Tertullian (155-240 AD)
Tertullian, an early Christian author from Carthage, wrote about the susceptibility of believers to demonic influences in his work “Apology.” He stated: “It is not, then, that we do not believe in demons, but we have learned that they are servants and subject to another, and before that other we are warned to bow down, to whom they are made subject after an inferior fashion.”5 While Tertullian does not directly address the concept of possession, his acknowledgment of demonic influence on believers can be interpreted as recognizing a potential for more significant affliction.

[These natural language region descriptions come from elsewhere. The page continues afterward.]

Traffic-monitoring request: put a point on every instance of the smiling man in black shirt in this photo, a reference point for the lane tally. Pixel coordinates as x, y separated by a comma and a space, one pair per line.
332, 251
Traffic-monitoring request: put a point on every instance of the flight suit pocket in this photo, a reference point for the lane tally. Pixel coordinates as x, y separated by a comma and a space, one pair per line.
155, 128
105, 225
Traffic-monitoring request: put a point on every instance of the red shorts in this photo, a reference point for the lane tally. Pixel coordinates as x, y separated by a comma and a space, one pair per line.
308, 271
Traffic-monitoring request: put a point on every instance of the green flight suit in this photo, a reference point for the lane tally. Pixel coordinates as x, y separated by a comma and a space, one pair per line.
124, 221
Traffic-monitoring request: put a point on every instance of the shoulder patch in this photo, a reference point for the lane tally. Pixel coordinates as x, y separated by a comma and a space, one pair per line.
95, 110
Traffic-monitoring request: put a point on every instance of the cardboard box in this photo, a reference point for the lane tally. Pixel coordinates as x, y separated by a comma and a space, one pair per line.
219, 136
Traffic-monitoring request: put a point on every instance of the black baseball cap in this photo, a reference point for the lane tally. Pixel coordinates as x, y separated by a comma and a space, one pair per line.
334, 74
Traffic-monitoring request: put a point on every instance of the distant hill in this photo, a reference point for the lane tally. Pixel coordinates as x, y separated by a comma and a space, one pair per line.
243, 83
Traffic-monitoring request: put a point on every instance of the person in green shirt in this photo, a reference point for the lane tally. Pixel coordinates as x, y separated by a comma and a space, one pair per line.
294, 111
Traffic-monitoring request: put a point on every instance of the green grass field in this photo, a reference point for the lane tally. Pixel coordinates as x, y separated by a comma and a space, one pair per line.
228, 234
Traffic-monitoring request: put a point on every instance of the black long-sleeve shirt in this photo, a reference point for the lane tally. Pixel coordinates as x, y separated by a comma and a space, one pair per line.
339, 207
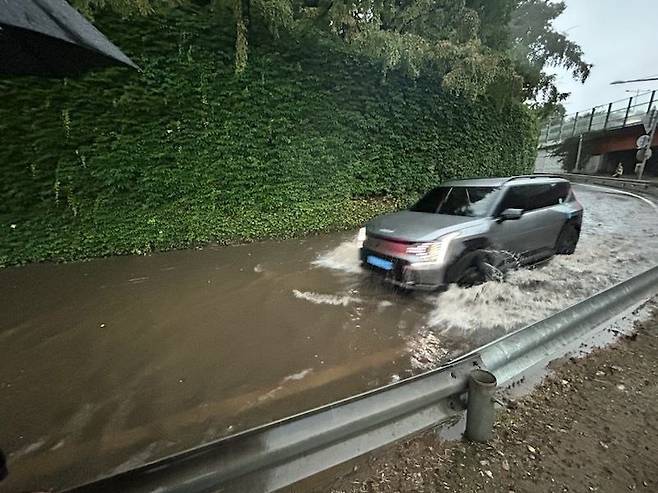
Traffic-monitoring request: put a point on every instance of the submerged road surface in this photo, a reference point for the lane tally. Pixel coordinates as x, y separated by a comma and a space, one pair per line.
107, 364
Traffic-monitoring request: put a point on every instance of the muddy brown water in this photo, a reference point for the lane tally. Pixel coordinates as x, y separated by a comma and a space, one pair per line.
110, 363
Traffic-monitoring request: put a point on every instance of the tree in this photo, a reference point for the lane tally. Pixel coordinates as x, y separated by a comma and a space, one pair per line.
537, 45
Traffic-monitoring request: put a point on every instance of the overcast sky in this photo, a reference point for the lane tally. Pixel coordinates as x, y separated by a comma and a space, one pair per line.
620, 37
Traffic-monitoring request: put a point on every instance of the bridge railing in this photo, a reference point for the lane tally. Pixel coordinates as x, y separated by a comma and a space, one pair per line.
617, 114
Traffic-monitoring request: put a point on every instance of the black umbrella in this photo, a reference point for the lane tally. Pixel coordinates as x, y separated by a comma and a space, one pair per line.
50, 38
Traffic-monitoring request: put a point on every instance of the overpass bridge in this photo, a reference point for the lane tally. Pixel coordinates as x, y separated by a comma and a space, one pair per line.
608, 133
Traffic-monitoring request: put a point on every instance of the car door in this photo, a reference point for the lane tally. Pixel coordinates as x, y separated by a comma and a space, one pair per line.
525, 235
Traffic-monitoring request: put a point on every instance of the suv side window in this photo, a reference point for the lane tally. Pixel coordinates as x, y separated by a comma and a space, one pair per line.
532, 197
548, 195
515, 198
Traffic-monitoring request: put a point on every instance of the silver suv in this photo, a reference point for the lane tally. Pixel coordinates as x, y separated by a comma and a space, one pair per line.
470, 231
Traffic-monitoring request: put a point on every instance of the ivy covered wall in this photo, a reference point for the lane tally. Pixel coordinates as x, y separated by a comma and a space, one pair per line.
185, 152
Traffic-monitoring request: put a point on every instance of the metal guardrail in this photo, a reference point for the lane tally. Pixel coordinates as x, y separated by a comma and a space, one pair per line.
617, 114
276, 455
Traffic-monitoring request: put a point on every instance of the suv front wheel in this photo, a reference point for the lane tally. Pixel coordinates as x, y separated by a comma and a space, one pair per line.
567, 240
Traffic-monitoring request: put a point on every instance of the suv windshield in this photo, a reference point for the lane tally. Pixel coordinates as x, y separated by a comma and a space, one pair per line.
457, 201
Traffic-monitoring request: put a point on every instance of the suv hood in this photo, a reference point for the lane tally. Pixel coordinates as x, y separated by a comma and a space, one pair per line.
415, 227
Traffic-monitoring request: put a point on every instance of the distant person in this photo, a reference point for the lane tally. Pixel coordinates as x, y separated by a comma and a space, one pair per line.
3, 466
619, 171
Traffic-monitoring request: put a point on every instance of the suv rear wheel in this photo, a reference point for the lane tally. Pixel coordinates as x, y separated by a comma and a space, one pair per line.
567, 240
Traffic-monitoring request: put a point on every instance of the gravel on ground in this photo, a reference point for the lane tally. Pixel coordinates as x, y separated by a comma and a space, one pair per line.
592, 425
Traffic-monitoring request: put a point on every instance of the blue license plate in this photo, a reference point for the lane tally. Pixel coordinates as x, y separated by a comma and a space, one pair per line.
379, 262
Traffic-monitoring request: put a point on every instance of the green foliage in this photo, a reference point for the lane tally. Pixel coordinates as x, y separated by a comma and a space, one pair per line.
537, 45
186, 153
125, 7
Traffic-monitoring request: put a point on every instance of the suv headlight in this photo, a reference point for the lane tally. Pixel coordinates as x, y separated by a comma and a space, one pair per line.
361, 237
433, 251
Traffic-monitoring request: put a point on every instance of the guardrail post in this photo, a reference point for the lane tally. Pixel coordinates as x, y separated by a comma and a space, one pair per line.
575, 122
607, 116
548, 130
480, 413
591, 119
628, 109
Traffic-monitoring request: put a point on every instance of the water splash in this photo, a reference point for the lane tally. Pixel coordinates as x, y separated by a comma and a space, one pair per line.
345, 257
325, 299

St. Anthony the Great (251-356 AD)
St. Anthony the Great, known as the father of monasticism, also had much to say about the demonic attacks that Christians might experience. His life, recorded by St. Athanasius, recounts numerous encounters with demonic forces. For instance, Athanasius writes, “The demons made such a racket that the whole place was shaken, knocking over the four walls of the tomb; they came in droves, taking the shapes of all kinds of beasts and reptiles.”6 Anthony’s experiences, as recounted by Athanasius, demonstrate the belief that even the most devout believers can encounter intense spiritual warfare.

The teachings of these Early Church Fathers add to the complex and multifaceted Christian understanding of demonic influence and possession. Their writings, still influential today, continue to inform contemporary discussions on spiritual warfare, possession, and the need for exorcism.

In conclusion, while the specific term “possession” is not always used, several Early Church Fathers acknowledge in their writings the potential for Christians to be profoundly influenced or afflicted by demons to the extent that exorcism might be necessary. This perspective, however, varies greatly among different theologians and Christian traditions, and it is essential to note that these viewpoints are not universally accepted within Christianity.


  1. Augustine of Hippo, City of God, Book XIX, Chapter 13.
  2. Augustine of Hippo, Exposition on Psalm 60, 2.
  3. Origen, Contra Celsum, Book VIII, Chapter 33.
  4. John Chrysostom, Homilies on First Corinthians, Homily 29.
  5. Tertullian, Apology, Chapter XXII.
  6. Athanasius of Alexandria, Life of Anthony, Chapter 9.